- Born: 10 January 1972 (age 53) Rome, Italy
- Occupation: FX Animator
- Website: www.alessandropepe.com

= Alessandro Pepe =

Italian artist

Alessandro Pepe (born 10 January 1972) is an Italian FX Artist, currently working for Google.

Pepe was born in Rome, but moved to Genoa in his childhood years. His interest for Computer Graphics emerged early on, during his high school years, where he mastered rendering techniques on the Amiga platform.

==Early career==
After a few stints with local studios in Italy, Pepe eventually moved to Switzerland in 2001 and joined Amila Entertainment, where he focused on the creation of computer-generated animations for various commercials. In 2006 Pepe moved back to Genoa and started a collaboration with Art Five Animation Studio, which led to the successful development of the Ceres Beer 2006 TV spot series, which was aired on all the major Italian television networks.

==Major projects==
In August 2006 Pepe moved to Australia and joined Animal Logic, as Lighting Technical Director for Warner Bros.'s animated movie Happy Feet, which later won the 2006 Academy Award for Best Animated Feature.
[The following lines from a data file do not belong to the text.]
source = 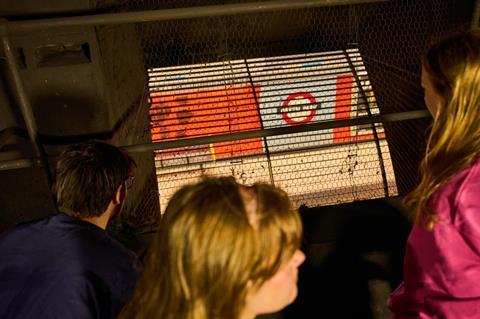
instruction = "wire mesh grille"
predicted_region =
[149,48,397,208]
[110,0,473,209]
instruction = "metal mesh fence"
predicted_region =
[107,0,473,210]
[109,0,473,210]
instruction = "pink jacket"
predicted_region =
[388,160,480,319]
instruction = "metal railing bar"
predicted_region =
[8,0,388,32]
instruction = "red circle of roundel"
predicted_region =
[280,93,317,125]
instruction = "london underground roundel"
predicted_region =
[279,92,318,125]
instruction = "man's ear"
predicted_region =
[113,183,127,205]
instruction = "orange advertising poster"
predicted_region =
[150,84,263,160]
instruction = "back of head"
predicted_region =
[406,30,480,225]
[121,178,301,319]
[53,142,135,218]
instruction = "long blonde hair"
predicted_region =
[120,177,301,319]
[405,30,480,228]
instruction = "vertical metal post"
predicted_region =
[0,19,52,189]
[343,50,390,197]
[470,0,480,30]
[244,60,275,185]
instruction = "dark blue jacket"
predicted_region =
[0,214,140,319]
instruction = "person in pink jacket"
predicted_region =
[388,30,480,319]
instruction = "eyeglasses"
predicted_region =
[125,176,135,189]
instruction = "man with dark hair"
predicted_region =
[0,142,139,319]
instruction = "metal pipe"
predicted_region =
[8,0,389,32]
[0,20,52,188]
[0,110,431,170]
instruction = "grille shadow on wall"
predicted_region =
[125,0,473,210]
[149,48,397,212]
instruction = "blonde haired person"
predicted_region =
[389,30,480,319]
[120,177,305,319]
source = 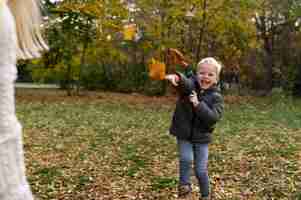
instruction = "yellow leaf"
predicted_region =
[148,58,166,80]
[123,24,137,40]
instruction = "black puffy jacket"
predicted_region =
[170,74,224,143]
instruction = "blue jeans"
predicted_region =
[177,139,209,197]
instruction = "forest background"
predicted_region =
[18,0,301,95]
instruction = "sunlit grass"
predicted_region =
[17,93,301,200]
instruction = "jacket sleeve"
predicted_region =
[195,92,224,126]
[176,72,195,96]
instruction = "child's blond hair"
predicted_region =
[197,57,222,77]
[8,0,48,59]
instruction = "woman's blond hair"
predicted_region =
[8,0,48,59]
From Australia, Pepe moved to London in early 2007, to join CFC Framestore, as Rigging Technical Director. In this role, Pepe's first project was New Line Cinema's movie The Golden Compass, which later won the 2007 Academy Award for Best Visual Effects. After The Golden Compass, he worked on The Dark Knight - which was nominated for 8 Academy Awards and eventually won two - and The Tale of Despereaux.

In the summer of 2008, Pepe joined DreamWorks Animation and moved to Los Angeles, where he worked and lived till 2018. He has worked on Shrek Forever After, Kung Fu Panda 2, Puss in Boots, Rise of the Guardians and Turbo thereafter.